Тогда, по молодости лет, мне показалось, что отец излишне драматизировал по поводу рассказанного им.
"Война же была", - думал я.
- Как тяжело убивать..., - послышалось повторно.
Я посмотрел на отца, удивленно приподнял брови.
- Нет, нет, - опережая мой вопрос, начал отец. - В бою я убивал, не один раз, но вот так... - Его ссохшиеся от болезни крупные кисти рук, лежавшие на столе, напряглись. Сквозь бледную кожу темными пятнами отчетливо проступали не извлеченные во время операции во фронтовом госпитале осколки немецкой гранаты, разорвавшейся под ним в далеком 1943 году.

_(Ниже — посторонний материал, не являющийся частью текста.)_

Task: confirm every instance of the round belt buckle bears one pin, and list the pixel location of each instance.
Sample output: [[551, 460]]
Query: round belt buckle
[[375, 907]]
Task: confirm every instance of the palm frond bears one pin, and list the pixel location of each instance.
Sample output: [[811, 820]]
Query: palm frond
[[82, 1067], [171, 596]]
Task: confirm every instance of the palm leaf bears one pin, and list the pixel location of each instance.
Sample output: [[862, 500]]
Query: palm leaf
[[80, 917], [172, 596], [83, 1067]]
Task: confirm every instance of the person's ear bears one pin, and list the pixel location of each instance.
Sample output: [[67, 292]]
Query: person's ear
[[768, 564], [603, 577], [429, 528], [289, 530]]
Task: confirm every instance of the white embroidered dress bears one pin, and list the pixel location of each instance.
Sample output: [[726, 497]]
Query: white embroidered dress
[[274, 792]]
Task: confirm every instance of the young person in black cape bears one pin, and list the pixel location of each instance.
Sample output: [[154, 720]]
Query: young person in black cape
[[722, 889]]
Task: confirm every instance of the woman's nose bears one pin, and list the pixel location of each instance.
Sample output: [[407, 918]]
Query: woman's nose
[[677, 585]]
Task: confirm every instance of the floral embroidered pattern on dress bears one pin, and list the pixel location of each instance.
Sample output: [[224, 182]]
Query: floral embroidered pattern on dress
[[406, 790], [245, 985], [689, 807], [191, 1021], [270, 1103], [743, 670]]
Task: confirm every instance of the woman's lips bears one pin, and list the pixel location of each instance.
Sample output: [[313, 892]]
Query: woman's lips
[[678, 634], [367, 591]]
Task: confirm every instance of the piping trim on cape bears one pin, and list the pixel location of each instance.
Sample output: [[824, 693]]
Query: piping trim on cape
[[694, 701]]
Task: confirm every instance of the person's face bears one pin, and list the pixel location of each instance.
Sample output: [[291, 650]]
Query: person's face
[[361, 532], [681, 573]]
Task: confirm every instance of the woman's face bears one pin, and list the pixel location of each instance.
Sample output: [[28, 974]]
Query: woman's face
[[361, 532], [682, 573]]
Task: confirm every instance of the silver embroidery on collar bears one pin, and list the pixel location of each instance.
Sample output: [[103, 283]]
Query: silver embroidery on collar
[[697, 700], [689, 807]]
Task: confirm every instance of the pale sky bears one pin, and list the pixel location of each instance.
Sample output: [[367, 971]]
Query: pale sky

Сейчас, когда время все ближе и ближе придвигает меня к возрасту отца, я начинаю по-другому понимать его. Часто вспоминаю чьи-то мудрые слова: "Совесть - голос Божий в человеке". Отец был человеком совестливым. И мне иногда думается, что у таких людей, уже занесших одну ногу за последнюю черту, этот голос оживает с новой силой, заставляет их еще глубже всматриваться в себя, страдать, мучиться, раскаиваться, оценивать свои земные шаги уже совсем по иным меркам, как бы со стороны, из предтечи вечности, перед которой нужно предстать с измученной, но чистой душой.